You’ll be able to figure out where “Run” is headed pretty quickly, but that doesn’t detract from the precise thrills and campy fun along the way.

This is the follow-up from the guys who made 2018’s “Searching,” a taut, clever thriller starring John Cho as a frantic dad looking for his missing daughter, which took place (almost) entirely within the confines of laptop and cell phone screens. It was a gimmick, but a brilliantly executed one, and it offered Cho the opportunity to give a tour-de-force performance in a situation where there’s nowhere to hide.

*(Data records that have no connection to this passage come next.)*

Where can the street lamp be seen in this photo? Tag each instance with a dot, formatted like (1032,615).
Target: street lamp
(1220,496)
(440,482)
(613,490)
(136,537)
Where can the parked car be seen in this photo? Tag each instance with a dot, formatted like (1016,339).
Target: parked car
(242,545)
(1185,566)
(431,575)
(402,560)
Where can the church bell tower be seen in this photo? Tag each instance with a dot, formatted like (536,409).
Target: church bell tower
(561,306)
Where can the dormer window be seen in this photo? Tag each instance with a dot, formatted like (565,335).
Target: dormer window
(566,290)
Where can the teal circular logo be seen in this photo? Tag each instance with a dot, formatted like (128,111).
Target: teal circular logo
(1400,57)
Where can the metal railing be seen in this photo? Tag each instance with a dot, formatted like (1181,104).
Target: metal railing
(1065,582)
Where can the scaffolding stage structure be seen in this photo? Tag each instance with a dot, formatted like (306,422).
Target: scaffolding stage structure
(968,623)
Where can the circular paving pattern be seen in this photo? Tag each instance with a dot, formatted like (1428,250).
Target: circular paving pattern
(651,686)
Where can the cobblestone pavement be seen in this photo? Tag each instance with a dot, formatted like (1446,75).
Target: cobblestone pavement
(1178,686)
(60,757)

With just their second feature, director Aneesh Chaganty and his co-writer, Sev Ohanian, expand the scenery but maintain the same tight narrative focus. And even as things get a little nutty by the end in a way that deviates from the quiet, slow burn that came before, the performances in what is essentially a two-hander always remain gripping. We’ve seen Sarah Paulson do this sort of simmering-beneath-the-surface insanity for years, but it’s always chilling to watch. Her technique is so specific, and she keeps you on edge with just the slightest facial expression or unexpected line delivery. But the great discovery of “Run” is Kiera Allen, making her feature film debut. As if performing opposite one of the greats working today weren’t daunting enough, “Run” asks a ton of Allen in a physically and emotionally arduous role, and she’s up for every challenge. She’s a real find and a joy to watch.

“Run” begins, though, in a quietly harrowing way. With echoes of the Ryan Murphy series “Ratched,” we see Paulson’s Diane Sherman at a hospital where everything is bathed in a sickly green light. She’s just given birth to a tiny baby who arrived prematurely, and a title card lists a variety of illnesses including arrhythmia, asthma and diabetes. Seventeen years later, we see Diane living an extremely organized but seemingly happy life with her daughter, Chloe (Allen), who runs through her daily routine from her wheelchair. (Casting a disabled actress for this part also makes Allen an excellent choice.) This includes medications and physical therapy but also hours of homeschool, which Diane administers. Mom also cooks healthy meals with the vegetables she grows in her own garden. Everything is carefully controlled. Chloe is clearly an intelligent young woman, as evidenced by the many complex engineering projects she works on in her bedroom, and she would seem to have a bright future ahead of her.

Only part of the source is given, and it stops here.